Personas, coches, más personas, semáforos, vendedores ambulantes, personas caminando, corriendo, caminando, un laberinto de estrechos caminos, caminantes, a penas caben las personas. –Todavía es temprano para la fiesta...–
Acaba de anochecer y la mayoría de la gente está camino de sus casas. Cristock está esperando el momento clave, cuando la calle queda casi vacía y suceden cosas... Mientras tanto disfruta de este espectáculo bullicioso. El gentío acelerado también le aporta regocijo y sobre todo le prepara emocionalmente para lo que vendrá luego. –Sois mis teloneros favoritos. ... A ver qué chistes me tenéis preparados para hoy.– El telescopio dispone de zoom óptico y Cristock le da uso constantemente, para observar detalles de grupos reducidos de personas.
Se centra en un carrito de comida ambulante. Lo atiende un señor mayor que dispensa perritos calientes a una media de perrito por minuto (el "científico loco" hace este cálculo cada noche). No ocurre nada fuera de lo normal así que Cristock mueve el joystick de su mando y se dirige a otra zona.
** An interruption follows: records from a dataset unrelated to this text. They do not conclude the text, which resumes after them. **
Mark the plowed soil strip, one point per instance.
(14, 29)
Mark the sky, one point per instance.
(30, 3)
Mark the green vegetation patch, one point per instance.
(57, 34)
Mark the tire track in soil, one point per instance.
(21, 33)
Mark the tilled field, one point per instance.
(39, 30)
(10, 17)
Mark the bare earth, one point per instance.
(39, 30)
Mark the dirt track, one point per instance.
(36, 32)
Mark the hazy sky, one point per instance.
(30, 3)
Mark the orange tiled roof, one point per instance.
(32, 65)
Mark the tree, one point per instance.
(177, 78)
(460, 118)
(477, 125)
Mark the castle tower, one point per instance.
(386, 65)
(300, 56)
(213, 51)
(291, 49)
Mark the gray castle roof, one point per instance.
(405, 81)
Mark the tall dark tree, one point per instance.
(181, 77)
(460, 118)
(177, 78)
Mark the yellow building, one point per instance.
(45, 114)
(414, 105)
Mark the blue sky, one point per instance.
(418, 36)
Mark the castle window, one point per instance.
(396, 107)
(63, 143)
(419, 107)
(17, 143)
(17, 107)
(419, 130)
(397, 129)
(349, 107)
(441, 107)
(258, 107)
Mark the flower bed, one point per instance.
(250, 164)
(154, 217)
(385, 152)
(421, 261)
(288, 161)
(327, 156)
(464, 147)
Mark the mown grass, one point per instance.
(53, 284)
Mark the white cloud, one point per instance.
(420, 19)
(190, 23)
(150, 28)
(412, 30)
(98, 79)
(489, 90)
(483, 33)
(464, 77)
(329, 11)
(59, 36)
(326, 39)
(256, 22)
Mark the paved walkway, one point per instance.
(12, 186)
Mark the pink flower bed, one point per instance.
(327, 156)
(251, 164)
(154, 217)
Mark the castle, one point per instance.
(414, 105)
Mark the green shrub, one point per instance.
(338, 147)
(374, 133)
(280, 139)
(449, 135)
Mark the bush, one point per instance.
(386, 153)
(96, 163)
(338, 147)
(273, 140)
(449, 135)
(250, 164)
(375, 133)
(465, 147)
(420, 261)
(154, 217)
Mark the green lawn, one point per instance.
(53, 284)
Se detiene sobre un mendigo que sujeta un cartel que, desde el punto de vista cenital, no se puede leer. –"Me he quedado sin trabajo... Tengo mujer y dos hijos... Una ayuda por favor..."– Con un tono déspota y burlesco, Cristock hace una burda imitación de lo que imagina podría decir el cartel.
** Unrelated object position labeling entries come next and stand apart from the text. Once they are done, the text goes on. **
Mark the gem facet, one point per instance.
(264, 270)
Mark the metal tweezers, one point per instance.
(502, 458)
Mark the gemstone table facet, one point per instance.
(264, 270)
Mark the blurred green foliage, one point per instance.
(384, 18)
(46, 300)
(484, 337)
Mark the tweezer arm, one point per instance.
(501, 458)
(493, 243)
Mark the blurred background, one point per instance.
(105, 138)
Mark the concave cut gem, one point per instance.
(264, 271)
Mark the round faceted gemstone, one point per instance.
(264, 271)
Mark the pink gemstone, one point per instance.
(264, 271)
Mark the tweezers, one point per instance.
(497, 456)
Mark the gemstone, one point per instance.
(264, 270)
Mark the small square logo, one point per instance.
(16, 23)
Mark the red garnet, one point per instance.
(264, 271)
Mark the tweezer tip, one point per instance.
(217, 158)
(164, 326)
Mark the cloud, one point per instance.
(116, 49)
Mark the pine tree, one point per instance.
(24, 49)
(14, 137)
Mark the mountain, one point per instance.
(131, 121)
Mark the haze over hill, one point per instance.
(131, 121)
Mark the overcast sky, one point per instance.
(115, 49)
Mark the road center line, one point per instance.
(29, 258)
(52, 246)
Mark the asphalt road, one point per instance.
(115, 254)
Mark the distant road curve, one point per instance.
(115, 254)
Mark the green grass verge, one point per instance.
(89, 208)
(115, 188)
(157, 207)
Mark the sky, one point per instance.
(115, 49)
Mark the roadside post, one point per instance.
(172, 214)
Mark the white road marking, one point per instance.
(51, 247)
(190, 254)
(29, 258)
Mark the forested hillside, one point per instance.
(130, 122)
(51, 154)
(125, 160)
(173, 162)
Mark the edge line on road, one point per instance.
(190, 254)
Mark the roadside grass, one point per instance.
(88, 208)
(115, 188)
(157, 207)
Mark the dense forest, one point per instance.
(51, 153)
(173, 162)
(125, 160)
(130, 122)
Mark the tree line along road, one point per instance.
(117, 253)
El vagabundo está sentado en la acera, mirando hacia el suelo. Se limita a sujetar el cartel con las dos manos y esperar a que alguien le eche dinero en la boina que ha colocado frente a él. Con el telescopio puede ver cláramente la cantidad de dinero que hay en el interior de la gorra y también ha calculado, por supuesto, cuánto gana al día aproximadamente. Cristock hace cálculos de este tipo constantemente, cálculos totalmente inútiles pero que por alguna razón le entretienen. –Ganas mucho más que el salario medio, ¡qué lloras, hipócrita!– El ver finalizada una tarea, por pequeña que sea, le recuerda que es capaz de terminar algo que ha empezado. Necesita contrarrestar esa sensación con la del misterio interminable de los duendes; aún no sabe a ciencia exacta cuándo llegarán, ni si quiera si llegarán y mucho menos si vienen o van...
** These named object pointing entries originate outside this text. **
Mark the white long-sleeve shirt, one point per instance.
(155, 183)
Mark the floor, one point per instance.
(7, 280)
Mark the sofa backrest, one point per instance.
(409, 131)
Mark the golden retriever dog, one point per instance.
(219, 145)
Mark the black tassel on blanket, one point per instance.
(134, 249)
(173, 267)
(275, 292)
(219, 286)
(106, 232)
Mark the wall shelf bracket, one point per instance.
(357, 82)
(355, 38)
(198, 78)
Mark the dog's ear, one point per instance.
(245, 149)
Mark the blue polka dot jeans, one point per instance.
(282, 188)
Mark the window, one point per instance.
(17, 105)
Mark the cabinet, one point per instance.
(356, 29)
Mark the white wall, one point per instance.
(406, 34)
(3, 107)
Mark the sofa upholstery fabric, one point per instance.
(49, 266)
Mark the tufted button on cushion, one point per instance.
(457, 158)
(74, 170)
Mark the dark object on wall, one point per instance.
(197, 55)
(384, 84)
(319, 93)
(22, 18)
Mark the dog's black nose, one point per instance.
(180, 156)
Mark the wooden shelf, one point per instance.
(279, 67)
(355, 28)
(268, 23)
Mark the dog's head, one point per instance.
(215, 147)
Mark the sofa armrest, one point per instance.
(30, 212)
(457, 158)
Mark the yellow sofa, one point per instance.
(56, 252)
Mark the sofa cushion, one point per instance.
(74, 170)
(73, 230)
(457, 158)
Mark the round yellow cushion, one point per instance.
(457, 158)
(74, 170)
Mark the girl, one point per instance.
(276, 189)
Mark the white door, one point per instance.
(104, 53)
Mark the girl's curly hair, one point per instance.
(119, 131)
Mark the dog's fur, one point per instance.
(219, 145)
Un par de señoras se paran justo al lado del indigente. Charlan entre ellas y, por la forma de gesticular, se diría que gritan más que hablan. –Juraría que estáis hablando de vuestros hijos, o nietos. De lo activas que son vuestras vidas. Casi os puedo oir desde aquí. Que si el colegio, que si la compra, que si mi marido, su trabajo, nuestra casa. ¿Tan miserables son vuestras vidas que necesitáis pararos al lado de un vagabundo tirado bajo vuestros pies y estamparle vuestra ficticia felicidad en la cara?–
Cristock continúa con su panorámica por las calles de Nueva York. Observa todos los entresijos que alcanza a ver con su telescopio desde su ático. Pero esta noche no está teniendo suerte; no detecta nada que le aporte interés, así que vuelve a colocar su mira telescópica sobre el indigente. Las dos mujeres siguen a su lado. Entre el hombre postrado en el suelo y las dos corpulentas señoras paradas a su lado, la circulación peatonal se ve realmente afectada en ese punto. –Moveos, focas. Vaya tres... Parecéis un pedazo de colesterol en mitad del riego sanguíneo. Toda una ciudad de glóbulos rojos obstruidos, a punto de sufrir un infarto de miocardio.– Y en verdad eso parecía, al menos a vista cenital de telescipio. –Toda la humanidad a la mierda por culpa de dos gordas y un pobre. (...) Pf... No caerá esa breva.– Y entonces se le dio a Cristock por pensar en los duendes.